Gene Luker was just a child when he was sent away to Dozier School for Boys, but what happened to him while there stayed with the 78-year-old to this day.

“I had one [instructor] hit me so hard in the face with his hand. POW! I never forget that, you know,” Luker said.

Luker was sent to the reform school twice and would ultimately spend three years there in the late 50s.

“You didn’t know when they were going to come in and snatch you out of class and take you down and beat you,” said Luker.

He vividly remembers being beaten bloody inside the small concrete building known as the white house.

“Hit you with that strap and the first time that strap hits you, it goes through every nerve in your body. I mean every nerve and it sounds like a shotgun,” Luker described.

Luker said boys endured unimaginable mental, physical, and sexual abuse while wards of the state.

“About 600-700 boys there when I was there, and you heard things, different things about boys getting raped,” he said.

He survived Florida’s 111-year secret, but so many did not.

Forensic Anthropologist Dr. Erin Kimmerle led a team of University of South Florida scientists that discovered 55 unmarked graves in the woods.

“What was surprising as we are finding more and more graves in the woods was why is there no list? Why is there no plot map?
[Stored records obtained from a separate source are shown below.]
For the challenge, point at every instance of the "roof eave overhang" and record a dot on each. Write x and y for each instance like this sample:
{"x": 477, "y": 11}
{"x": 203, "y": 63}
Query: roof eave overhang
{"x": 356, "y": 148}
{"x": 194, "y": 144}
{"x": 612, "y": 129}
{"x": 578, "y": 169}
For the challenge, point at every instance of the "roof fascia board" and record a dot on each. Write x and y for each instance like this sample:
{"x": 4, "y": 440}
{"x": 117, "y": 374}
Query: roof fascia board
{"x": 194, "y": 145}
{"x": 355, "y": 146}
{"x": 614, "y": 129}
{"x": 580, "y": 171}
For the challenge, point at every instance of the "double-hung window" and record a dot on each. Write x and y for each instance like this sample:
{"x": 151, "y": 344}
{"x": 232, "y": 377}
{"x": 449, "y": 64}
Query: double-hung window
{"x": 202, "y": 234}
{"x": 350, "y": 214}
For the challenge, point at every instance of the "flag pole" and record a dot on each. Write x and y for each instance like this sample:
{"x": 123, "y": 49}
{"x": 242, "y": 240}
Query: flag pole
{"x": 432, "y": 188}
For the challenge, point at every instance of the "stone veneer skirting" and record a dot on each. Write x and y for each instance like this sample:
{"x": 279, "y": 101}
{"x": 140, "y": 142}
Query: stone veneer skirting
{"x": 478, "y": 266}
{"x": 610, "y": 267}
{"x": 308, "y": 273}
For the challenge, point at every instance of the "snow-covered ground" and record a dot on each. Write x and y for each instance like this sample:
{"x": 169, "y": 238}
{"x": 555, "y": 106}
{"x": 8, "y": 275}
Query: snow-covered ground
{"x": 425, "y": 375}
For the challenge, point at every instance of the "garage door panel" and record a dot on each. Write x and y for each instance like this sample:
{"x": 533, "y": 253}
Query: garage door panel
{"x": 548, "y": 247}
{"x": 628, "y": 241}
Why is there no record of really what happened to these children?” said Kimmerle. “You would think that there would’ve been more oversight and investigative work on the part of the state to explain what was happening as it was going on.”

The state shut down the institution for wayward boys in 2011 after allegations of abuse and suspicious deaths.

“There’s a disproportionate number of kids who were sent there who were Black. That number is also disproportionate in terms of those who died. 75% were Black,” said Kimmerle.

Scientists spent years researching who was buried there and reuniting the boys with their families through forensic and DNA testing.

“Once the remains were excavated, we start with a biological profile. Try to figure out basically how old each of the children were and we spent a lot of time doing archival and historic research to figure out who they might be,” said Kimmerle.

Marvin McMillian is part of the group of survivors known as the White House Boys.

“You kind of feel sorry for the ones that didn’t make it,” McMillian said.

The White House Boys went to Marianna Friday for the Dozier School for Boys memorial ceremony. State leaders erected the monument on school grounds to recognize the boys who lived and died there.

“The state needs to do more because a lot of boys lives were messed up back then,” McMillian said.

In 2017, the state issued a formal apology to survivors. For Luker, it’s a small portion of justice for the torture they experienced.

“They want to make a monument out of it. I’d like to take a sledgehammer to it. I think if I had that would relieve a lot of anger inside of me,” Luker said.